BARI - Ha negato di aver materialmente sparato ai fratelli Rafaschieri, spiegando di essere stato costretto ad accettare di far parte del commando dietro minaccia di ritorsioni e anche perché, dopo essersi rivolto al padre, storico capo clan di Japigia, si sarebbe reso conto che questi non era più in grado di «proteggerlo». È in estrema sintesi il racconto che Giovanni Palermiti, figlio del boss Eugenio, ha fatto ai pm della Dda di Bari sull’agguato mafioso che il 24 settembre 2018 causò, dopo un inseguimento culminato a Carbonara, la morte di Walter Rafaschieri e il ferimento del fratello Alessandro.
Le dichiarazioni di Palermiti sono state depositate nel processo in corso dinanzi alla Corte di Assise di Appello di Bari sull’omicidio Rafaschieri. In primo grado il figlio del boss è stato condannato all’ergastolo. Con lui sono imputati il pluripregiudicato Filippo Mineccia, suo cognato (20 anni in primo grado) e i presunti fiancheggiatori dell’azione di fuoco, coloro cioè che avrebbero fornito ai sicari armi, fatto da vedette, aiutato a cancellare le tracce e a nascondere l’auto usata per l’agguato. Tra loro il collaboratore di giustizia, ex braccio destro del boss Palermiti, Domenico Milella (condannato a 9 anni e 4 mesi), il pregiudicato Michele Ruggieri (17 anni e 8 mesi), Riccardo Campanale (18 anni) e Gianfranco Catalano (9 anni e 5 mesi). La Procura generale, nella requisitoria di ieri, ha chiesto la conferma per tutti tranne Mineccia, per il quale ha chiesto l’ergastolo.
L’agguato si inserisce nella guerra in atto tra i clan Palermiti e Strisciuglio per la gestione dello spaccio a Madonnella. Circa una settimana prima dell’omicidio - è il racconto di Palermiti - Milella avrebbe convocato lui, Mineccia e altri, per pianificare una spedizione punitiva perché Rafaschieri aveva iniziato a spacciare nel quartiere a ridosso delle strade della movida barese, violando l’accordo che c’era con il clan di Japigia.
Palermiti - stando a quello che ha spiegato ai pm - avrebbe voluto starne fuori ma Milella lo avrebbe minacciato, dicendogli: «Tu non ci puoi lasciare da solo a noi, altrimenti tu tieni un problema con me. Non stare a fare u gnorr’, che come frnimu cu’ chidd, poi a’ cumunz’ cu’ vu (ndr. non stare a fingere di non capire, che come finiamo con quelli, poi devo iniziare con vol)». Quel voi - ha spiegato nell’interrogatorio - era riferito a lui e a suo padre, il quale alla richiesta del figlio di intervenire avrebbe risposto: «A chi devo chiamare io? Questi a me mi devono mandare in galera». «Allora io capii - rivela Giovanni Palermiti - che mio padre non era più in grado di proteggermi».

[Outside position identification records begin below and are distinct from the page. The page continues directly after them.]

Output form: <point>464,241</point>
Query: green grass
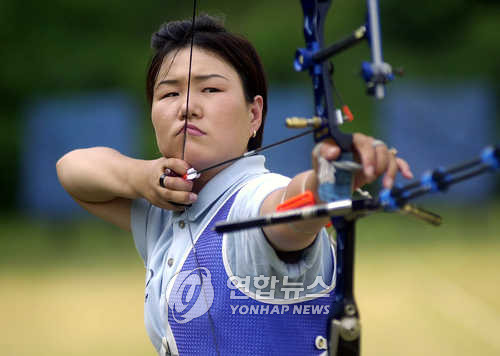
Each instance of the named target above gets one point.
<point>77,289</point>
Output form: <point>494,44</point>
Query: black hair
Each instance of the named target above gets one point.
<point>211,35</point>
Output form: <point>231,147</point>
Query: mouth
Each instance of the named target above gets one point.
<point>192,130</point>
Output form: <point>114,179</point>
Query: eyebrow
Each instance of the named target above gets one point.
<point>197,78</point>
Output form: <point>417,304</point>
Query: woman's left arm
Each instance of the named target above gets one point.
<point>376,159</point>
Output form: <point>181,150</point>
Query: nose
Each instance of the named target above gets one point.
<point>190,108</point>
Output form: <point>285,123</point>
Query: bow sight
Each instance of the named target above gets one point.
<point>344,326</point>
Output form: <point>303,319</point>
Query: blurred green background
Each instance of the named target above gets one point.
<point>75,287</point>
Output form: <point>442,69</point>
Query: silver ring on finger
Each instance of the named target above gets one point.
<point>163,176</point>
<point>376,143</point>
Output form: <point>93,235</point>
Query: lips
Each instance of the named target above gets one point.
<point>192,130</point>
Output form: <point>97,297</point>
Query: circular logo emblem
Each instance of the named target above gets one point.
<point>192,295</point>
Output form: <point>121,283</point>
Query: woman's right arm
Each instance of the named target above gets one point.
<point>104,182</point>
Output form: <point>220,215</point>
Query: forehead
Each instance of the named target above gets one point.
<point>176,64</point>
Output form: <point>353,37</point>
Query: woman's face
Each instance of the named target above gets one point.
<point>220,120</point>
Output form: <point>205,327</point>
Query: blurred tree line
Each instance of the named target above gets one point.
<point>66,47</point>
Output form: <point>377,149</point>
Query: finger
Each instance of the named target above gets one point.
<point>390,175</point>
<point>382,159</point>
<point>175,165</point>
<point>329,150</point>
<point>177,183</point>
<point>404,168</point>
<point>366,152</point>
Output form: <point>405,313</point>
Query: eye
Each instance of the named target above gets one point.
<point>211,90</point>
<point>170,94</point>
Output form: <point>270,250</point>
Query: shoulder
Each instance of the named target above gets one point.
<point>147,223</point>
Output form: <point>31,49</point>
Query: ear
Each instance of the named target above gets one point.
<point>255,113</point>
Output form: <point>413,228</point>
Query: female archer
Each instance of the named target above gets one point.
<point>246,292</point>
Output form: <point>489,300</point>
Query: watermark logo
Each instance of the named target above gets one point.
<point>192,295</point>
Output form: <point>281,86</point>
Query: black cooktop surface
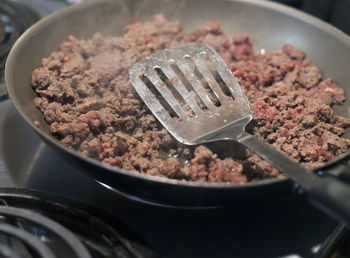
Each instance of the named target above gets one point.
<point>273,228</point>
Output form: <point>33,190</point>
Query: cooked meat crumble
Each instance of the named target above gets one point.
<point>86,97</point>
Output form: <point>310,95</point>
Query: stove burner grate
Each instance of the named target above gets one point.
<point>15,18</point>
<point>33,226</point>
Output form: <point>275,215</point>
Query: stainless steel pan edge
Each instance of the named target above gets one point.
<point>45,36</point>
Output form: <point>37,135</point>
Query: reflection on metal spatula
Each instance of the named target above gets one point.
<point>194,95</point>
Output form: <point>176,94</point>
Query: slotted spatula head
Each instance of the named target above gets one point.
<point>191,91</point>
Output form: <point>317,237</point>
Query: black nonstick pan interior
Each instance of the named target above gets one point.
<point>269,25</point>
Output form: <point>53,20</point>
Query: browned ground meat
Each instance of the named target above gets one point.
<point>84,92</point>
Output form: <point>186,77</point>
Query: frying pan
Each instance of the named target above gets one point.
<point>269,25</point>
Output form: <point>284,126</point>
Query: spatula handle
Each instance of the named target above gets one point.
<point>326,193</point>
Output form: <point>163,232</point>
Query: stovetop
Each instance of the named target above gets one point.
<point>280,227</point>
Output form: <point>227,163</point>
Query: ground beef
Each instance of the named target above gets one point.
<point>85,94</point>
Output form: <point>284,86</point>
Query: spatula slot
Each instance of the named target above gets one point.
<point>161,100</point>
<point>216,75</point>
<point>203,81</point>
<point>188,85</point>
<point>169,83</point>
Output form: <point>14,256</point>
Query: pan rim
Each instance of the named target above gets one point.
<point>164,181</point>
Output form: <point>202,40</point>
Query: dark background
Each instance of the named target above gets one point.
<point>335,12</point>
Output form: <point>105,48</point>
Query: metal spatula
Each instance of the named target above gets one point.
<point>194,95</point>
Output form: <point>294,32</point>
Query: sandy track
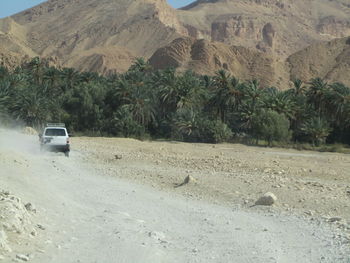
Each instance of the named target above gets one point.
<point>90,216</point>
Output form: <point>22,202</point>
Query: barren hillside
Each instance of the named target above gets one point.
<point>249,38</point>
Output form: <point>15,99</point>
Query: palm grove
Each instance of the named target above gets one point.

L’imputato ha poi raccontato tutte le fasi dell’agguato, l’appuntamento sul terrazzo di casa di un sodale all’alba del 24 settembre per recuperare «i giubbotti, le pistole, le maschere, passamontagna». Poi l’appostamento in una stradina all’ingresso del quartiere Carbonara e l’inseguimento della moto con a bordo i fratelli Rafaschieri.
«Mentre stava camminando la moto, mio cognato (Mineccia, ndr) uscì la pistola e mi ricordo - spiega Palermiti che dice di essere alla guida dell’auto con il commando armato - sparò un colpo. Si inceppa la pistola; Milella da dietro, perché stava già con il finestrino aperto, spara pure lui». La macchina dei sicari, con le vittime ormai riverse sull’asfalto, fu poi coinvolta in un incidente e per assicurarsi la fuga i killer rapinarono la vettura di un passante. Il racconto di Palermiti prosegue con i dettagli dell’alibi falso (una multa per guida contromano con la complicità dell’allora comandante della Polizia locale di Sammichele).